As Solar Orbiter creates detailed new images of the sun, scientists try to determine what they see by comparing them to previous solar observations from past missions to determine whether they are known features or unknown phenomena. One of these unexpected finds has been dubbed “the hedgehog,” a feature that extends 15,000 miles (25,000 kilometers) from the sun and has peaks of hot and cold gas.
Currently, there is no explanation for what it is or how it formed in the sun’s atmosphere.
Solar Orbiter also captured a movie of an active region on the sun where the magnetic field releases loops that rise into the atmosphere. Gas moves around the loops, cooling and creating “coronal rain” on the sun’s surface. The scientific team also saw “coronal moss,” where bright gas creates lacy patterns on the sun.
“The images are truly breathtaking,” David Berghmans, principal investigator of the Extreme Ultraviolet Imager instrument at the Royal Observatory of Belgium, said in a statement. “Even if Solar Orbiter stopped collecting data tomorrow, I’d be spending years figuring all these things out.”
Unraveling solar mysteries
The Solar Orbiter mission is designed to study the sun’s outer atmosphere, called the corona, and determine how the sun interacts with the heliosphere, a bubble full of charged particles released by the sun that extend beyond the planets. our solar system extends. Space weather occurs when the sun releases its stream of charged particles called the solar wind, as well as activity through the solar magnetic fields.
The corona can reach one million degrees Celsius (1.8 million degrees Fahrenheit), while its surface is 5,000 degrees Celsius (9,000 degrees Fahrenheit). Solar Orbiter could help determine why the temperature of the sun’s core appears to be rising instead of falling.
The spacecraft’s instruments record data from the solar wind and magnetic fields and attempt to trace them back to their origin through the complex, magnetic environment and back to the sun. Each instrument is responsible for observing and recording different aspects of the sun. Combining these insights could one day be used to help scientists predict space weather from Earth.

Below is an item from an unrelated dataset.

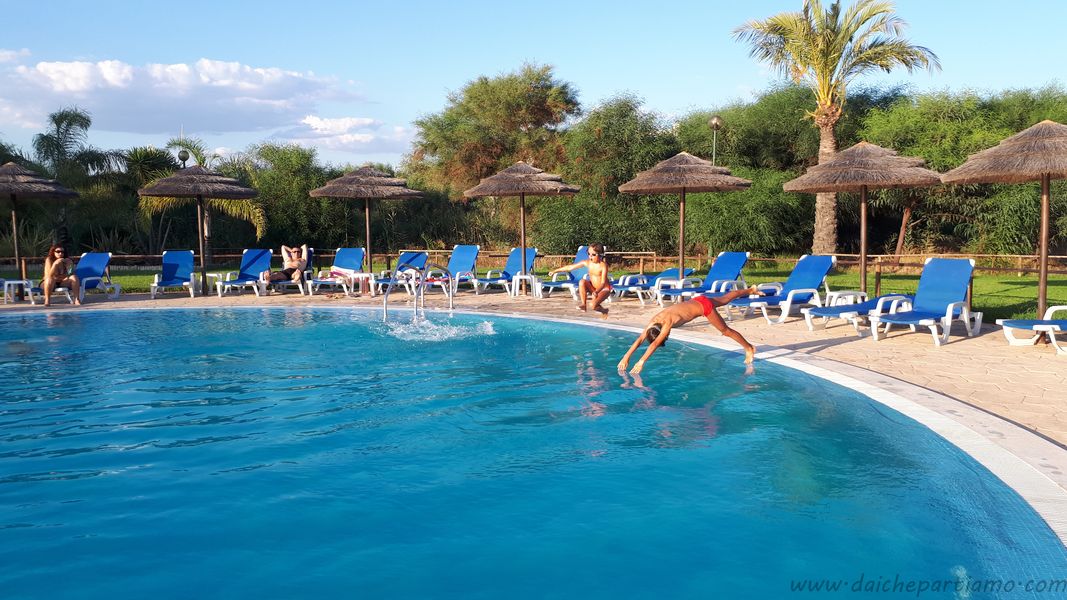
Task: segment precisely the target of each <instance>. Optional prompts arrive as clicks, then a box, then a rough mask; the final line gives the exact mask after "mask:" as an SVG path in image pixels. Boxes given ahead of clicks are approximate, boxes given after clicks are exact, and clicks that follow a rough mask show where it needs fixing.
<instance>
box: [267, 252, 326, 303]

Leading up to the near-flyby, Solar Orbiter was essentially upstream from Earth, observing solar wind and coronal mass ejections that could be headed toward Earth. By sending data back in real time at the speed of light, stargazers were warned to keep an eye out for auroras on Earth.
But monitoring space weather in this way could also help us better protect our technology infrastructure and even astronauts on the International Space Station. A future ESA mission, Vigil, will eventually be placed at a point to one side of the sun and observe coronal mass ejections on their way to Earth.
Solar Orbiter is now moving into position for a third flight past Venus in September and the Sun’s next close pass in October.
More flybys will bring the spacecraft closer and closer to the star in the coming years. Gradually, the spacecraft will increase its orientation to study the sun’s polar regions more directly than ever before.
This never-before-seen image of the poles could help scientists understand the sun’s complex polar magnetic environment, which could reveal the true heart of the solar cycle.